Corona-Erkrankung nach Urlaub ist nicht selbstverschuldet

Darum geht es
Die Arbeitnehmerin reiste im Januar/Februar 2022 im Urlaub die Dominikanische Republik. Diese war vom Robert-Koch-Institut im Januar 2022 als Hochrisikogebiet ausgewiesen worden. Am Abflugtag lag dort die Inzidenz bei 377,7 und in Deutschland bei 878,9. Die Arbeitnehmerin war dreimal gegen Covid-19 geimpft. Rund eine Woche nach Beendigung der Reise war die Inzidenz in der Dominikanischen Republik auf 72,5 gefallen und in Deutschland auf 1.465,4 gestiegen.

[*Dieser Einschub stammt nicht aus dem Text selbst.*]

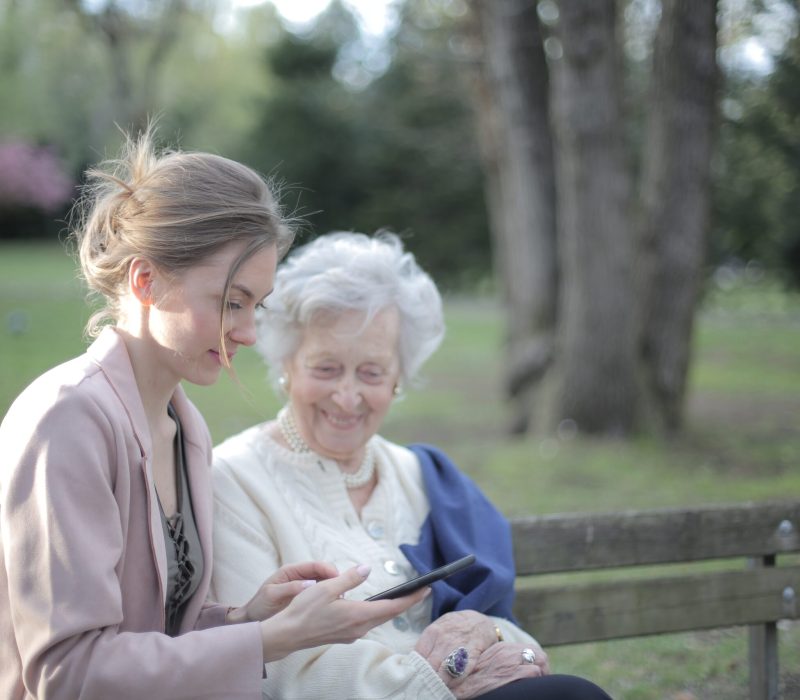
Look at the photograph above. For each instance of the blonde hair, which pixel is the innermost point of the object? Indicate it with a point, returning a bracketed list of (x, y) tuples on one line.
[(173, 208)]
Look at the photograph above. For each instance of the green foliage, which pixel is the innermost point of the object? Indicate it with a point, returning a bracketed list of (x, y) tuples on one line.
[(758, 181), (399, 153), (743, 443)]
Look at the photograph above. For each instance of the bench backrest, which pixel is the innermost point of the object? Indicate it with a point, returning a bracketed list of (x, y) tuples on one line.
[(634, 604)]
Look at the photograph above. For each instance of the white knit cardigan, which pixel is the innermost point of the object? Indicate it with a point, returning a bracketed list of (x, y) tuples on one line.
[(274, 506)]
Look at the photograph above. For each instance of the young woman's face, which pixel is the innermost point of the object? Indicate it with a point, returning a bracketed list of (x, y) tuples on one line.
[(342, 379), (185, 321)]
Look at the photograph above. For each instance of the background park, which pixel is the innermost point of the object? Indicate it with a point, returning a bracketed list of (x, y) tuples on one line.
[(606, 192)]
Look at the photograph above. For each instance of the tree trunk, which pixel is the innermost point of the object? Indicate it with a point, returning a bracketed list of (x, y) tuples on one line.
[(675, 201), (512, 92), (595, 379)]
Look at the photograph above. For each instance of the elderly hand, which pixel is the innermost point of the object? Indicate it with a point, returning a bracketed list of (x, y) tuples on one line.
[(279, 590), (501, 663), (466, 628), (320, 615)]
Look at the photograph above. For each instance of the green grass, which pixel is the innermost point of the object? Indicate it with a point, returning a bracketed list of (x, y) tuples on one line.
[(742, 441)]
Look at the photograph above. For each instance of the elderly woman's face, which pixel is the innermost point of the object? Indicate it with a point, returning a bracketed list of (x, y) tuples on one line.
[(342, 379)]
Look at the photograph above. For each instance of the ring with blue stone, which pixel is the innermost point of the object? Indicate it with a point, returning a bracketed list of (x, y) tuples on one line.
[(456, 662)]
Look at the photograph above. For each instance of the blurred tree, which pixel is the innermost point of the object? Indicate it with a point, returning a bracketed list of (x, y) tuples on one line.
[(396, 150), (628, 271), (60, 61), (513, 120)]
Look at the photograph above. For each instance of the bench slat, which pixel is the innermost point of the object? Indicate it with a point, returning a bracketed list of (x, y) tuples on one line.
[(610, 610), (548, 544)]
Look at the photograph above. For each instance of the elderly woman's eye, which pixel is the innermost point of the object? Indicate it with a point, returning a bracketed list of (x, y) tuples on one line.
[(324, 370), (371, 374)]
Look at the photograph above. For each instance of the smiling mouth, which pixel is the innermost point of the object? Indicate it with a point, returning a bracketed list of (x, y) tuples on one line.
[(342, 422), (218, 355)]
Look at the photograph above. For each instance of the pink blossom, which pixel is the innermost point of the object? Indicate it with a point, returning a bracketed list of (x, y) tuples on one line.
[(32, 176)]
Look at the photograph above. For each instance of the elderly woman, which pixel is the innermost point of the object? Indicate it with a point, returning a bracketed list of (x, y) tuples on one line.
[(350, 322)]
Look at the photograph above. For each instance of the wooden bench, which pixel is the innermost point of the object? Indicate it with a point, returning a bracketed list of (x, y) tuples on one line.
[(758, 593)]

Im direkten Anschluss an die Reise wurde die Arbeitnehmerin positiv auf Corona getestet. Sie legte der Arbeitgeberin eine Arbeitsunfähigkeitsbescheinigung vor. Diese erkannte die Arbeitgeberin aber nicht an und leistete für den ausgewiesenen Zeitraum keine Entgeltfortzahlung.

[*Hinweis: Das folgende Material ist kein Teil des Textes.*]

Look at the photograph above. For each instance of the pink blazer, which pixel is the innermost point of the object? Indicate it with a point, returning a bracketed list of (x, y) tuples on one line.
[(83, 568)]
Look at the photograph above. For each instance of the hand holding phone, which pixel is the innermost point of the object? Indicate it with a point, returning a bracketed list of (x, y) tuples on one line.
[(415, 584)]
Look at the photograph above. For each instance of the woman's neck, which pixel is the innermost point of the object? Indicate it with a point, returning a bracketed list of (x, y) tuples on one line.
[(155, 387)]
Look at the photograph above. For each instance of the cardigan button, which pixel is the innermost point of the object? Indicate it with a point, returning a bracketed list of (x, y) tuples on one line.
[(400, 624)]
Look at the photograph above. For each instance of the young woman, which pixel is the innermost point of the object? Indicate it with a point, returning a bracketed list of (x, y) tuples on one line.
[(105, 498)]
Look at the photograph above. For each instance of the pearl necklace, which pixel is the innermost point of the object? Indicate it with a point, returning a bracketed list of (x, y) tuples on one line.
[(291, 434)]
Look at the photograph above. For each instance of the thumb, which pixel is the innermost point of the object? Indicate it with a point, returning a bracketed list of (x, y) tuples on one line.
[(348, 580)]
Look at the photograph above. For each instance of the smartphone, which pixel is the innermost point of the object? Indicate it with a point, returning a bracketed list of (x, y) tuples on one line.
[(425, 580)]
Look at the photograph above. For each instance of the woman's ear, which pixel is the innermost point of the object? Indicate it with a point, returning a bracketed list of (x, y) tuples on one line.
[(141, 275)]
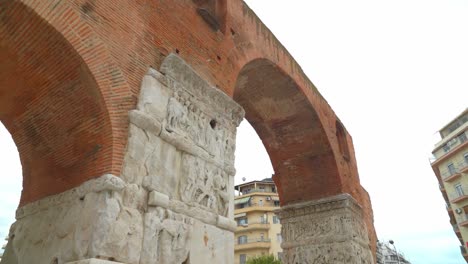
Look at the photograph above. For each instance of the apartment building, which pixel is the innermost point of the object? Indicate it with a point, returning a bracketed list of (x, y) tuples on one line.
[(450, 165), (386, 254), (258, 228)]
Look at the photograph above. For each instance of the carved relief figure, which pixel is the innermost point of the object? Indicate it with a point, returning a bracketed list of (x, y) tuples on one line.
[(175, 233), (177, 120), (204, 185)]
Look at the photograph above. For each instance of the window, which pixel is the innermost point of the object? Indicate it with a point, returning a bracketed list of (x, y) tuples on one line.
[(242, 240), (446, 148), (242, 258), (452, 169), (462, 137), (242, 221), (459, 189), (275, 219), (279, 238)]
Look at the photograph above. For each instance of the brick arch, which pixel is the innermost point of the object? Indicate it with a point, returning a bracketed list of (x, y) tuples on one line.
[(292, 132), (52, 104)]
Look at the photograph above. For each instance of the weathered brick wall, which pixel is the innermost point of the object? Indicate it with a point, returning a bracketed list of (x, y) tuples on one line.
[(82, 61)]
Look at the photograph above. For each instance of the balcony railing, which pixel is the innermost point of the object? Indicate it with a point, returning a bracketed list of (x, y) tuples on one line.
[(253, 223), (441, 187), (244, 192), (265, 204), (252, 240), (459, 195), (463, 166), (463, 250), (448, 175)]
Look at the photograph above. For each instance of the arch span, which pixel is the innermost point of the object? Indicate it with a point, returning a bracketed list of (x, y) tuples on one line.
[(51, 104), (300, 151)]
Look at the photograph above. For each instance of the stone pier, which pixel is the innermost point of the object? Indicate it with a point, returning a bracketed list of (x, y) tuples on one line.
[(329, 230), (173, 203)]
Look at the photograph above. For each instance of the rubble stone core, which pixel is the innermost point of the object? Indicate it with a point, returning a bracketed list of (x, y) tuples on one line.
[(173, 203), (328, 230)]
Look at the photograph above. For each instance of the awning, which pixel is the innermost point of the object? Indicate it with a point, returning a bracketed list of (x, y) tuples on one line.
[(240, 215), (241, 200)]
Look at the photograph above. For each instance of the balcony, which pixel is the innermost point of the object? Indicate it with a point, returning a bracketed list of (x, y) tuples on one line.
[(442, 188), (450, 175), (253, 243), (448, 206), (244, 227), (463, 166), (464, 220), (249, 191), (459, 198)]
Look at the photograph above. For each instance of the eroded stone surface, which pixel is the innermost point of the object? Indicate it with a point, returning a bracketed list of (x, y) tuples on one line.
[(329, 230), (173, 202)]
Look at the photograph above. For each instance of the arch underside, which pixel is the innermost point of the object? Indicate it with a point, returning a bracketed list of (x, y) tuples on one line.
[(303, 160), (51, 104)]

Die Arbeitgeberin behauptete, die Arbeitnehmerin sei mangels Symptomen nicht arbeitsunfähig gewesen. Zudem habe sie die Erkrankung durch ihren Reiseantritt schuldhaft herbeigeführt. Die Arbeitnehmerin erhob Klage.
Das sagt das Arbeitsgericht
Mit ihrer Klage setzte die Arbeitnehmerin erfolgreich die Entgeltfortzahlung durch. Das Arbeitsgericht (ArbG) Kiel führt aus, dass ein Arbeitnehmer auch dann arbeitsunfähig sei, wenn er symptomlos Corona-positiv getestet ist und nicht im Homeoffice tätig sein kann.

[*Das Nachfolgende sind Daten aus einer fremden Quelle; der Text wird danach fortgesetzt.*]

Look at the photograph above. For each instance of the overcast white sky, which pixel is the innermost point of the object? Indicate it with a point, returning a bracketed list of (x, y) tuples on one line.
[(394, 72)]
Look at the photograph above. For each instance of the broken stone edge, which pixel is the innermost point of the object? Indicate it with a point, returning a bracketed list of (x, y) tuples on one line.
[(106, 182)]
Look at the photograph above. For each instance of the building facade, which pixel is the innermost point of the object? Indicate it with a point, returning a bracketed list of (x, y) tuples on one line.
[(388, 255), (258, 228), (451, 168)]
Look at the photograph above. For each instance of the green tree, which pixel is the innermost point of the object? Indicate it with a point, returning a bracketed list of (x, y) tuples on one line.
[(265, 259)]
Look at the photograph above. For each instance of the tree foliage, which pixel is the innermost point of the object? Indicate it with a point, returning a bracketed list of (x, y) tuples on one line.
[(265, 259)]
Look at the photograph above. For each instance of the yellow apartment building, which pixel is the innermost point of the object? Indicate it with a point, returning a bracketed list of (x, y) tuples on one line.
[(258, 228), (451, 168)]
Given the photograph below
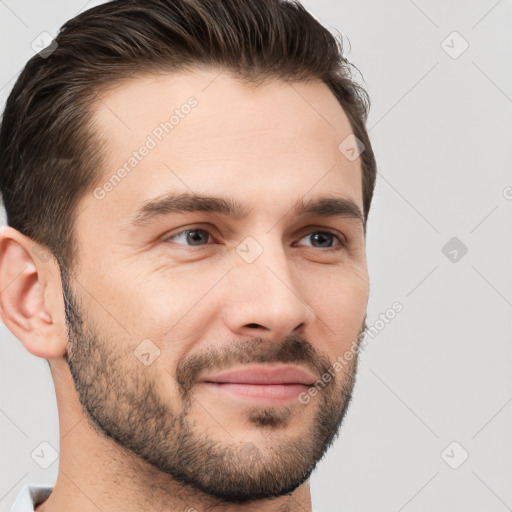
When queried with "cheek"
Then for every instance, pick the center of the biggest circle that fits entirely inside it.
(340, 302)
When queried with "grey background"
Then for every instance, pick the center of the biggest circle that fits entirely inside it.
(440, 371)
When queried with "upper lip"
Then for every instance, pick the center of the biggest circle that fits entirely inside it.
(259, 374)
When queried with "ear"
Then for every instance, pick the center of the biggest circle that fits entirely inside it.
(31, 303)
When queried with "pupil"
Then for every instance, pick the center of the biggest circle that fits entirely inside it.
(192, 238)
(323, 236)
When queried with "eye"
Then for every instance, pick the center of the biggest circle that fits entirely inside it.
(197, 237)
(325, 237)
(193, 236)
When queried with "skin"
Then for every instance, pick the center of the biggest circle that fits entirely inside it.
(136, 436)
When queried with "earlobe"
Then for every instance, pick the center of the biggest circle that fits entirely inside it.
(28, 287)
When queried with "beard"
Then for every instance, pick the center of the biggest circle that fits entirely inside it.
(120, 401)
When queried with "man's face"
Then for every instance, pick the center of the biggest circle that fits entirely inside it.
(162, 307)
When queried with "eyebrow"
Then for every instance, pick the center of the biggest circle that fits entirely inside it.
(175, 203)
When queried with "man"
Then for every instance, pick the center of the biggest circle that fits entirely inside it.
(187, 185)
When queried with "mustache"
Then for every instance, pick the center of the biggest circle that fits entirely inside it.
(292, 349)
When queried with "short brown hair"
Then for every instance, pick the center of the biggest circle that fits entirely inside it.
(49, 155)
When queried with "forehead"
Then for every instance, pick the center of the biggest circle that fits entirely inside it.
(204, 131)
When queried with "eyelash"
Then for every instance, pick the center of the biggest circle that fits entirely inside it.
(342, 243)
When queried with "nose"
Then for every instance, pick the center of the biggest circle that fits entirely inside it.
(266, 298)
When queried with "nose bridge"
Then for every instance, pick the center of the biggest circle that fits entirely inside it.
(266, 290)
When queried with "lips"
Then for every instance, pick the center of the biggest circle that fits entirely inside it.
(263, 375)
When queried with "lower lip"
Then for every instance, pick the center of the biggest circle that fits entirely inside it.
(261, 392)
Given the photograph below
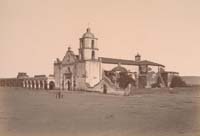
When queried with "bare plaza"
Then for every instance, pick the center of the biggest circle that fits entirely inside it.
(157, 113)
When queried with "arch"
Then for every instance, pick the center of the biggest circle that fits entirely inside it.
(51, 85)
(120, 69)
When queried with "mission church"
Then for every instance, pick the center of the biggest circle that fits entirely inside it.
(89, 71)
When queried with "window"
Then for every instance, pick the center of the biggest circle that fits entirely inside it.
(93, 55)
(92, 44)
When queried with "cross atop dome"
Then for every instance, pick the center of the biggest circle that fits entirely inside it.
(88, 34)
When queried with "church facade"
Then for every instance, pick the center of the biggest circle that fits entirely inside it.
(75, 71)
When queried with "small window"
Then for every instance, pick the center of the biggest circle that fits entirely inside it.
(93, 55)
(69, 70)
(92, 44)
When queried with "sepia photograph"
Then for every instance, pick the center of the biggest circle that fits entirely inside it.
(99, 68)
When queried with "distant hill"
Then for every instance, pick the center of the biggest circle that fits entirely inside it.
(191, 80)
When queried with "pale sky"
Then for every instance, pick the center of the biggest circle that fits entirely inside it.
(33, 33)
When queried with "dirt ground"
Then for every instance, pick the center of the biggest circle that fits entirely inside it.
(153, 112)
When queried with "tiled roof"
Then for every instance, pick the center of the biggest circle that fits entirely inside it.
(128, 62)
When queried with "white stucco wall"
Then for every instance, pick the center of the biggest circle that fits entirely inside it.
(93, 72)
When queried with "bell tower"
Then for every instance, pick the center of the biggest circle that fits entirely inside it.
(88, 46)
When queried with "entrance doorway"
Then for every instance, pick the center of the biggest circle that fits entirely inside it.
(51, 85)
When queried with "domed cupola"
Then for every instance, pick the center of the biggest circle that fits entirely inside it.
(88, 34)
(88, 46)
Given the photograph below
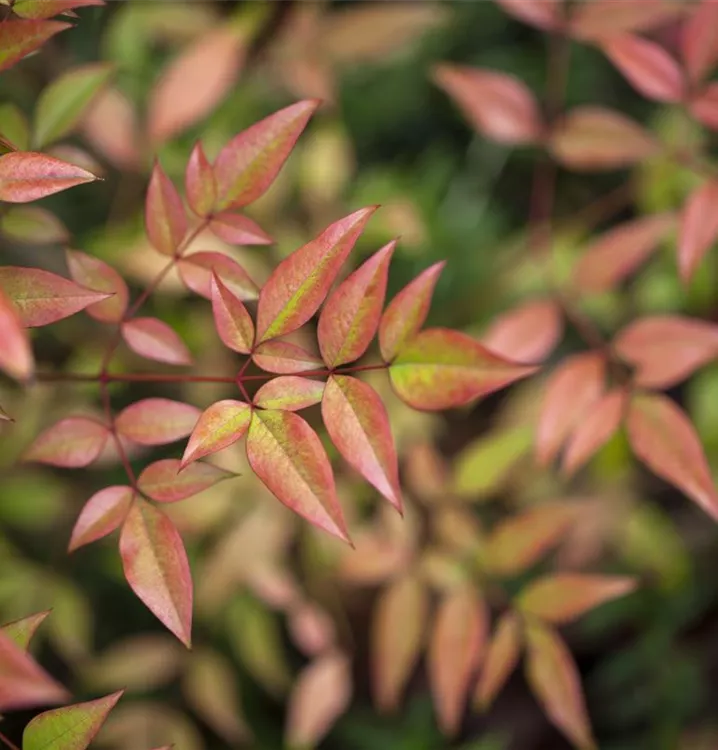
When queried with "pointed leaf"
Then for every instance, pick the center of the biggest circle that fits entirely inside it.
(156, 567)
(299, 284)
(442, 369)
(289, 458)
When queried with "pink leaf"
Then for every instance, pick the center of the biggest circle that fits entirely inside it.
(288, 456)
(497, 105)
(299, 284)
(358, 425)
(73, 443)
(104, 512)
(250, 162)
(663, 438)
(406, 313)
(156, 567)
(157, 421)
(153, 339)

Im Übrigen lässt die Mitteilung der Klägerin an die Arbeitgeberin, dass es ihr „ganz gut gehe“, den hohen Beweiswert der Arbeitsunfähigkeitsbescheinigung nicht entfallen. Die gegen die Klägerin angeordnete Quarantäne schließt den Entgeltfortzahlungsanspruch nicht aus.
Kein Verschulden der Klägerin
Insbesondere habe die Klägerin ihre Arbeitsunfähigkeit auch nicht verschuldet (§ 3 Abs. 1 Satz 1 EFZG). Dieser Ausschluss setzt einen groben Verstoß gegen das Eigeninteresse eines verständigen Menschen voraus.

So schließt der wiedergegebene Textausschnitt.